Only when the_lettuce was sitting in the passenger seat of Ray's van did it occur to Francine that she would have to seduce him. At first, he'd declined her offer of a ride. But she'd insisted, and now here he was, nervously toggling the switch for the electric window.

"Turn here," he said. "Right." They descended a hill that went past the Ardmore SEPTA station.

"Are you in a hurry to get home? I'd like to pull over for a bit."

"You want to pull over?"

She turned into the station and parked at the far end of the lot, where there were no other cars. They sat silently for a moment, looking out the windshield at a row of dusty sumac bushes.

"I kind of figured I wouldn't see you again," he said.

"Can I be honest? I don't think you will."

"I didn't expect it. You don't have to explain."

"No, that's not what I mean. That's not why I wanted to stop here." She turned in her seat to look at him. A delicate nimbus of late afternoon light surrounded his large head and narrow shoulders. She unbuckled her seat belt, moving slowly and carefully, as she would around a skittish animal. "I'm going to come over there," she said. "Okay? I'm coming over to you now."

He took off his glasses and looked at her with large, grave eyes while she undid his seat belt and lowered herself onto his lap, resting her knees on the seat on either side of him. She saw now that he wasn't lashless: his eyelashes were almost translucent, but they were long and gently curled. She kissed him, and he kissed her back tentatively. His breath tasted of the coffee he'd nursed for the entire hour they had spent at Starbucks. She could feel his heart beating beneath his tropical shirt. Pressing into his lap, she felt a slight movement in response, but his arms stayed at his sides.

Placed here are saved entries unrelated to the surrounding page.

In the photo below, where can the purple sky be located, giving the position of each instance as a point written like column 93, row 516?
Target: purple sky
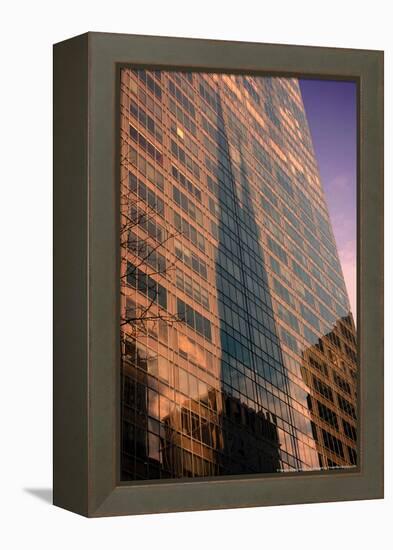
column 331, row 113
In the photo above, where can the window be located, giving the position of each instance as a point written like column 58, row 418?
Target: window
column 181, row 98
column 189, row 231
column 146, row 285
column 193, row 289
column 194, row 319
column 146, row 194
column 186, row 183
column 185, row 159
column 333, row 444
column 147, row 79
column 147, row 169
column 327, row 415
column 187, row 205
column 146, row 121
column 346, row 406
column 323, row 389
column 190, row 258
column 146, row 145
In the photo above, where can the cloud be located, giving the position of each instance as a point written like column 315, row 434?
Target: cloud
column 347, row 254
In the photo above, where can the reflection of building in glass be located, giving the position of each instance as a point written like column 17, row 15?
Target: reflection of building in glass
column 238, row 346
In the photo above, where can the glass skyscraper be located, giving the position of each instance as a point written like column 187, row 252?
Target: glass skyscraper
column 238, row 346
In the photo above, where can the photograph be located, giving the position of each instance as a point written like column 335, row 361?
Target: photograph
column 238, row 274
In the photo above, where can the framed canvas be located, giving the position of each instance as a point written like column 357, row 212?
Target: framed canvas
column 218, row 274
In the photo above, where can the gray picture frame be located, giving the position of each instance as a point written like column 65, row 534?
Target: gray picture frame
column 86, row 267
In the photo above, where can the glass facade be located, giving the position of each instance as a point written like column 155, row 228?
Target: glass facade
column 238, row 346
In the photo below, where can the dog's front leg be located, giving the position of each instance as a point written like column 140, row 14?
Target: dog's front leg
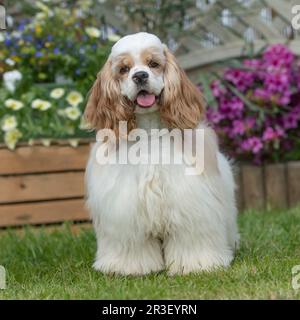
column 126, row 253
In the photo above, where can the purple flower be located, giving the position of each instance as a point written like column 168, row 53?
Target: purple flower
column 252, row 144
column 39, row 54
column 241, row 79
column 272, row 134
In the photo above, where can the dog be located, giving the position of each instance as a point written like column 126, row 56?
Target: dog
column 153, row 217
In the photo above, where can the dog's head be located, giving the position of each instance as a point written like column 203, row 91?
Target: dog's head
column 141, row 75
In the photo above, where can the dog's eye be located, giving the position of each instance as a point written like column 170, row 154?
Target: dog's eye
column 124, row 69
column 153, row 64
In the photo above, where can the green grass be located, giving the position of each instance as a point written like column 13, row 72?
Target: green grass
column 57, row 265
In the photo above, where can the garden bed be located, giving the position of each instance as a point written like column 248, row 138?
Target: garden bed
column 44, row 185
column 40, row 185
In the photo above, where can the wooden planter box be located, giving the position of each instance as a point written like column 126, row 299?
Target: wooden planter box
column 40, row 185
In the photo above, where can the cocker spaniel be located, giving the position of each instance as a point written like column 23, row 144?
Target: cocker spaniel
column 151, row 216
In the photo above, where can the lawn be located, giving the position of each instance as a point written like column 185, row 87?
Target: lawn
column 43, row 264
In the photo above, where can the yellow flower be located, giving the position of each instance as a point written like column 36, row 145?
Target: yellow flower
column 57, row 93
column 46, row 142
column 13, row 104
column 74, row 98
column 93, row 32
column 9, row 123
column 83, row 124
column 12, row 137
column 41, row 105
column 113, row 37
column 72, row 113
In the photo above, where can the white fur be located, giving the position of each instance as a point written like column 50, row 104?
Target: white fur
column 153, row 217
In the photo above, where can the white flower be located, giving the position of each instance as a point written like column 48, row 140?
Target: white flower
column 74, row 98
column 13, row 104
column 31, row 142
column 12, row 137
column 9, row 123
column 113, row 37
column 46, row 142
column 10, row 62
column 40, row 104
column 83, row 124
column 10, row 78
column 72, row 113
column 93, row 32
column 74, row 142
column 57, row 93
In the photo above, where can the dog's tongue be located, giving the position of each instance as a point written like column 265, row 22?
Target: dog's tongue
column 145, row 100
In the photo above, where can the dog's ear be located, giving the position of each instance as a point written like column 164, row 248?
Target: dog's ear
column 106, row 106
column 182, row 103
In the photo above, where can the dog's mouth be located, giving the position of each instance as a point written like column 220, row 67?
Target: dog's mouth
column 145, row 99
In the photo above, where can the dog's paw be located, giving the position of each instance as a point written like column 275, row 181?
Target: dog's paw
column 140, row 265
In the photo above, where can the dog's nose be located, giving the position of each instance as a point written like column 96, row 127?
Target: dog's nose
column 140, row 77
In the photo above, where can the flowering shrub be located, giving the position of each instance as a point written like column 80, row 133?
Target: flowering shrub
column 258, row 107
column 47, row 65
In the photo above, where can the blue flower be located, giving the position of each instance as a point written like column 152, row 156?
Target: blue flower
column 38, row 54
column 7, row 41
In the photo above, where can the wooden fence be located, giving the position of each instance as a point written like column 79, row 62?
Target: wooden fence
column 40, row 185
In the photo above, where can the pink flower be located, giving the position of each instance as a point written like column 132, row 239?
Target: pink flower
column 272, row 134
column 253, row 144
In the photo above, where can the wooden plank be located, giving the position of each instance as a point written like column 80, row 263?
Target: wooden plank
column 42, row 212
column 294, row 183
column 276, row 188
column 43, row 159
column 41, row 187
column 253, row 188
column 75, row 228
column 283, row 8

"These angles won't work," she said. "Let me make some space in back."

He stayed up front while she moved Ray's shop vac to one side, and his tool cases, and the milk crates full of sanding disks, and the boxes of nail cartridges. She found a heavy furniture pad and shook the sawdust out the side door, then spread it out in the space she'd cleared. "Okay," she said, peeling her T-shirt off. "Do you want to come back?"

She knelt in her bra and panties and looked up at him while he undressed. He was very thin, covered everywhere with fine, reddish-blond hair. She reached for his hand and pulled him down next to her, and they lay side by side kissing. Sucking his lower lip to stop his hard little tongue from darting around in her mouth, she felt him relax. She guided his hand inside her panties, willing herself to think of him, the_lettuce, Eric, and no one else as the light dimmed, softening the outlines of the tool cases and crates around them.

"Thank you," he said over and over as they made love. At first she shushed him, but she felt it too: gratitude. After a while, his words became sighs.

Francine waited at the curb while the lettuce unlocked the door to his apartment. He looked like a little kid, with his backpack and short pants. He turned and waved, and she waved back until he was inside. The light came on in the living room. A cat jumped up on the windowsill--the one with feline leukemia, she supposed. She did a three-point turn in the wide street and drove past the train station. The lot was empty now.

She thought of the strange movie about the Scottish fishing village--the one that made her and Ray cry. At a stoplight on Montgomery Ave. she dug her cell phone out of her pocketbook, but then she remembered the bumper stickers. Best not to risk a ticket. She pulled up to a meter and put the van in park.

She considered whether to tell Ray about the_lettuce. After all, they were nothing like that couple. Ray wasn't paralyzed and she wasn't a young bride. While she dialed his number, she pictured the_lettuce shrugging off his backpack, pouring himself a glass of milk, uncapping his Rapidograph pen at the kitchen table. She wondered if he would move to Delaware. She hoped not. She didn't know what she did hope for him, but not that.